The phrase “I love you” can mean many things in the English language. The Greek language of the New Testament is more precise. For example “I love (Greek Eros) you” means ‘I am romantically attracted to you,’ while I love (Greek Storge) you” means ‘l like your characteristics,’ while “I love (Greek Agape) you” means ‘I love you whether you deserve it or not,’ and I love (Greek Phileo) you means, ‘I have a close relationship and affection for you.’ Each of these loves is noble in its own way, yet some apply to the Christian life more than others.
One of the most common conversations around the uses of the word love comes from John 21:15-17. Jesus asks Peter if he loves him three separate times. The first two times, the Bible uses the ‘agape’ word for love, which is understood to be a general meaning of the word. This love is not based on deserving love, but rather it is unconditional and based on our responsibility as a follower of Christ. This love is kind and generous. It continues to give even when the other person is unkind, unresponsive, and unworthy. It only desires good for the other person and is always compassionate.

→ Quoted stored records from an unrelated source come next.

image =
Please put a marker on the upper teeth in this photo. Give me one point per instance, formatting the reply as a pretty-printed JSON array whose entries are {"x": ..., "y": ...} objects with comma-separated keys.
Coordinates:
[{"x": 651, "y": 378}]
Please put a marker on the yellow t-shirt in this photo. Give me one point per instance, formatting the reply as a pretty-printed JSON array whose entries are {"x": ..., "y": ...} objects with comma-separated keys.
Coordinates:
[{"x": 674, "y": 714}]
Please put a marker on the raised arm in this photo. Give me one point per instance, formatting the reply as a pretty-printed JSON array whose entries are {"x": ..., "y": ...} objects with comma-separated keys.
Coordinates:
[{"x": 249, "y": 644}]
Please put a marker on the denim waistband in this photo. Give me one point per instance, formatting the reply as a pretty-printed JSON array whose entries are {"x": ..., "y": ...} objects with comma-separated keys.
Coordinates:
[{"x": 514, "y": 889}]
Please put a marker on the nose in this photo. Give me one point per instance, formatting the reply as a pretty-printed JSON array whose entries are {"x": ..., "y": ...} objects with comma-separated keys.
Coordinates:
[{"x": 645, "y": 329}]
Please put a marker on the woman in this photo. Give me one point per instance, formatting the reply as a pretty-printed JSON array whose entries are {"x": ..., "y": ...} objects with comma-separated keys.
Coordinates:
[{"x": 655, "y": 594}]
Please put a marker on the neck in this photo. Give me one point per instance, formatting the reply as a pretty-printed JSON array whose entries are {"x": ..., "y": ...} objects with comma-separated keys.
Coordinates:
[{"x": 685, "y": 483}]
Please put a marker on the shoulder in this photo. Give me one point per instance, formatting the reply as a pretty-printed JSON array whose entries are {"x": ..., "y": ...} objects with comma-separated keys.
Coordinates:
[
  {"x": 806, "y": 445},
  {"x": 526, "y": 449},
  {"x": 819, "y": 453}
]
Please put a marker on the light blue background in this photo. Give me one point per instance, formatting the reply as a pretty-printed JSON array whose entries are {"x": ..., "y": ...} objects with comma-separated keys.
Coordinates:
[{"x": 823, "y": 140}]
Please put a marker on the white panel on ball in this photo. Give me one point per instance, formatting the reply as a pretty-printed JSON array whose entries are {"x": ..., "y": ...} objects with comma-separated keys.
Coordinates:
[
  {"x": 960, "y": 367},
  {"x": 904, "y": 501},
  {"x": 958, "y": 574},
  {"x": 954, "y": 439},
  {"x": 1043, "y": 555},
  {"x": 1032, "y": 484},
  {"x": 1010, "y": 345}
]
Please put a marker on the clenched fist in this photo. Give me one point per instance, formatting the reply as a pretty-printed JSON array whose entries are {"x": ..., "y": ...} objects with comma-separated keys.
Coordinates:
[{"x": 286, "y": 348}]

But the third time that Jesus asks Peter if he loves him, he uses ‘Phileo,’ which speaks of affection, fondness, or liking the other. This love is companionable and relational. It’s brotherly and friendship love. While agape is a more common meaning of love that is shown to a person whether they deserve it or not, it is interesting Jesus chose to use ‘Phileo’ as a way to force Peter to think more deeply. He wanted to know if Peter loved him not just because of his role as Messiah and Rabbi, but rather that they had built a deep and intimate relationship. He wanted to know that Peter cared about him as a person and a brother.
When I was a young boy many years ago I was intrigued by a man who brought his invalid wife to church services every Sunday. This lady was unable to care for herself or to even respond to anyone in anyway. When I asked the husband why he brought his wife to church he told me that he had made a vow to love her when they married and he knew she loved being at church. I’m humbled by the devotion this man had for his wife and also by the many ways I see profound displays of love around our congregation every day.
We need to develop relationships in or lives with people who will ‘agape’ love us, but also who will ‘Phileo’ love us even when we are frustrated, angry, and disillusioned. We need to offer that to others. The Bible refers to the church as a body, a marriage, and a relationship of people with God. In other words we are all closely connected to one another. That’s why church attendance is so important. This is why it is so vital to know the people of our congregation so well.